The judgment of the juvenile court is affirmed.
KIRSCH, C.J., concur on parts II, III and IV and concurs in result as to part I and joins in Judge BARNES' separate opinion.
BARNES, J., concurs in parts II, III and IV and concurs in result on part I, with separate opinion.
I concur fully in the majority's resolution of issues two, three, and four. I concur in result on issue one. Although I am the author of the K.S. opinion, I vote to concur on the jurisdictional issue because C.C. apparently was a "veteran" of the juvenile court system. My concern regarding court approval for the filing of a delinquency petition in this type of case is considerably less. When a child comes into the system for the first time, I believe, as I wrote in K.S., that Indiana Code Section 31-37-10-2 requires a finding that it is in the best interests of the child to be "in the system" formally. I am also loath to accept that a juvenile can waive this requirement. Judge Baker is correct that our supreme court has taken transfer in K.S., but until it decides the merits of the jurisdictional question involved, I believe my analysis to be tenable and correct in light of existing precedent.

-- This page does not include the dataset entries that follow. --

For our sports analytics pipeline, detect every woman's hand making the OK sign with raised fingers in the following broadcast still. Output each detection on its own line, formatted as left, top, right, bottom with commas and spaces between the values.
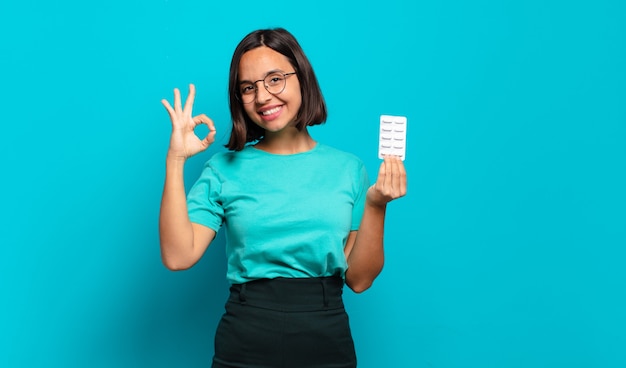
161, 84, 215, 160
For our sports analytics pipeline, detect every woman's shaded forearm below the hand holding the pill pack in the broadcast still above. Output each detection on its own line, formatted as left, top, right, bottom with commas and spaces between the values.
346, 202, 386, 293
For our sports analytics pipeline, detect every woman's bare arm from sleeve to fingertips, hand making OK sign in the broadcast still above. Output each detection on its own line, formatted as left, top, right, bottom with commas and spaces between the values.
159, 85, 215, 270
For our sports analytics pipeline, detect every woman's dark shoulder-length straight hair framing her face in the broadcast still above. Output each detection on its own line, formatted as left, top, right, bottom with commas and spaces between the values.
225, 28, 327, 151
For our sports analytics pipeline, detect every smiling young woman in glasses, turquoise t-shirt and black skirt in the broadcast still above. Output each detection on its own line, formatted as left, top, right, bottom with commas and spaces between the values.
159, 29, 406, 368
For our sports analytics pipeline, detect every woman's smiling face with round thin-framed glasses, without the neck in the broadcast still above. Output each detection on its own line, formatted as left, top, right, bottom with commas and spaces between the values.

Here, however, C.C. had had extensive involvement in the juvenile delinquency system as a result of a 2001 delinquency petition and finding, including an extended stay at a residential facility. That petition and finding apparently have never been challenged. Nevertheless, shortly after he was released from the facility, C.C. found himself the subject of the August 2003 delinquency petition that is the basis of the present appeal. Pursuant to my reasoning in a recent concurring opinion, the concerns of K.S. are not present here. B.R. v. State, 823 N.E.2d 301, 308 (Ind.Ct.App. 2005) (Barnes, J., concurring in result). Accordingly, I conclude that absolute, strict, non-waivable compliance with Indiana Code Section 31-37-10-2 was not required in this case and would affirm on that basis. I fully agree with the reasoning behind the resolution of the remaining issues.